Cheers to All the Rabble Rousers, Happy Women’s Equality Day!

In 1971, years before Women’s Foundation California existed, Bella Abzug and fellow feminist rabble rousers called for a Women’s Equality Day. They chose August 26th. A date that over 50 years earlier marked the passage of  the 19th amendment giving *some* women the right to vote.  It would still be decades until Black, Asian, Latinx and Native American women were able to exercise their right to vote. Today, many folks, especially women of color, still have to navigate obstacles to make their voices heard at the ballot box.

While we celebrate the 19th amendment and women’s suffrage, we can also acknowledge its many racist shortcomings. And as we push towards women’s equality, we can embrace a more expansive understanding of gender. 

As we mark this years’  Women’s Equality Day,  we want to lift up the importance and relevance of our collective progress and continued work toward equality; especially as it relates to the intersectionality of gender, race, and economics with our history, our economy, our politics, and our families.

Gender Pay Gap
The painful truth is that Latina women in California earn about 41 cents for every dollar that a man is paid. A Black woman might be taking home 60 cents and a white or Asian woman would top out at 80 cents. At the end of the year, that means that – on average – a man is making seven thousand dollars  more than his female counterpart. And overall transgender women are four times more likely to experience poverty. 

Pink Tax
Despite existing legislation, it is still far too easy for products marketed towards women to cost more. Charging women more for essentially the same product is gender discrimination, plain and simple. And that’s why we need legislation like the Pink Tax Repeal Act.
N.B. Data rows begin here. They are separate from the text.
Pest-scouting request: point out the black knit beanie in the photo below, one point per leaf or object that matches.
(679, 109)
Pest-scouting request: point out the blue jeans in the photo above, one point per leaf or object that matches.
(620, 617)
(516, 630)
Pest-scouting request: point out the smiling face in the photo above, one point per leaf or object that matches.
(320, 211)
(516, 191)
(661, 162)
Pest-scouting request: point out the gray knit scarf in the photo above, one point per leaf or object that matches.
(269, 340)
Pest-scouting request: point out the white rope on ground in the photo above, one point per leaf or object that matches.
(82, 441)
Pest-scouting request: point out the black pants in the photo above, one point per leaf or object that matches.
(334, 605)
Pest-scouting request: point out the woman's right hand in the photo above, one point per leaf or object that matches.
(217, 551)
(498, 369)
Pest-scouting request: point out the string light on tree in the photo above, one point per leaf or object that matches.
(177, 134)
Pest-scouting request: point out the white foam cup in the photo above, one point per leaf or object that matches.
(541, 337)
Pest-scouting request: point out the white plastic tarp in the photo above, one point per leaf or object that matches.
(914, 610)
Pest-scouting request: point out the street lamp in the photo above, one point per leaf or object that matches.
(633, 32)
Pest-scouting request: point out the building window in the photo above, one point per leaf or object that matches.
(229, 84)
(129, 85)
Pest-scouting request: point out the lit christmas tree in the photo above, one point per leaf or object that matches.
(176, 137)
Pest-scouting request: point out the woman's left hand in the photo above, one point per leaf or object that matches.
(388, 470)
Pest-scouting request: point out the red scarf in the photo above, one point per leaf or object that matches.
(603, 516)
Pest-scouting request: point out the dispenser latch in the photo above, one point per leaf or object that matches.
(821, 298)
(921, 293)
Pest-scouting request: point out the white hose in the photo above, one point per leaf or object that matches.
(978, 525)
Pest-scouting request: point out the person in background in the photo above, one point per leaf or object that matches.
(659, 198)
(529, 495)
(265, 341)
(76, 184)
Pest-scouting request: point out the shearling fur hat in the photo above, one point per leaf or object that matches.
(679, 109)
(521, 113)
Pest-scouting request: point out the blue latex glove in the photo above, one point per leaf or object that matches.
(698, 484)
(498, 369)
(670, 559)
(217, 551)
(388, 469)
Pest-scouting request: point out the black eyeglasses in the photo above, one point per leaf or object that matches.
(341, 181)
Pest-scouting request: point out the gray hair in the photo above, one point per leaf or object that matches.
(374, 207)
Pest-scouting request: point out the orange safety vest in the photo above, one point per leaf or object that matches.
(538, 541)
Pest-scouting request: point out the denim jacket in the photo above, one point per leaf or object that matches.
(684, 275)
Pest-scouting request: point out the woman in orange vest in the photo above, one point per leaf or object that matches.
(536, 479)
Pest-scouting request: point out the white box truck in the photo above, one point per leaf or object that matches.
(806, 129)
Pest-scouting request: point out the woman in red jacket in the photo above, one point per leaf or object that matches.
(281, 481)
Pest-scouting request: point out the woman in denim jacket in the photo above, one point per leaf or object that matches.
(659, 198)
The Pink Tax Repeal Act rectifies an injustice in our marketplace that has dramatic implications for the day-to-day lives and financial futures of women across California. 

Let’s say that a mom in Fresno wants to buy a bicycle for her 11-year-old daughter to ride around the neighborhood. Right now it would be perfectly legal for that bicycle to cost sometimes as much as thirteen percent more because it’s pink and marketed towards girls. This kind of gender-based manipulation of the market is nonsense all on it’s own, but when you factor in the realities of our state’s gender pay gap it becomes all the more critical to rectify. 

Political Representation
When Kamala Harris became vice president,  it meant there was no longer a single Black woman in the Senate. Women make up 50.3% of California’s population, but currently hold only 38 of the State Legislature’s 120 seats. Unlike over half of US states, California has never had a female-identified governor. 

These are just a few of the nearly endless reasons we celebrate Women’s Equality Day while  acknowledging how far we’ve come while holding the truth of how far we still have to go. So on August 26th and all 364 other days of the year let’s be intersectional and feminist in our approach towards building something better for all of us.

These are just a few of the nearly endless reasons we celebrate Women’s Equality Day while  acknowledging how far we’ve come while holding the truth of how far we still have to go. So on August 26th and all 364 other days of the year let’s be intersectional and feminist in our approach towards building something better for all of us.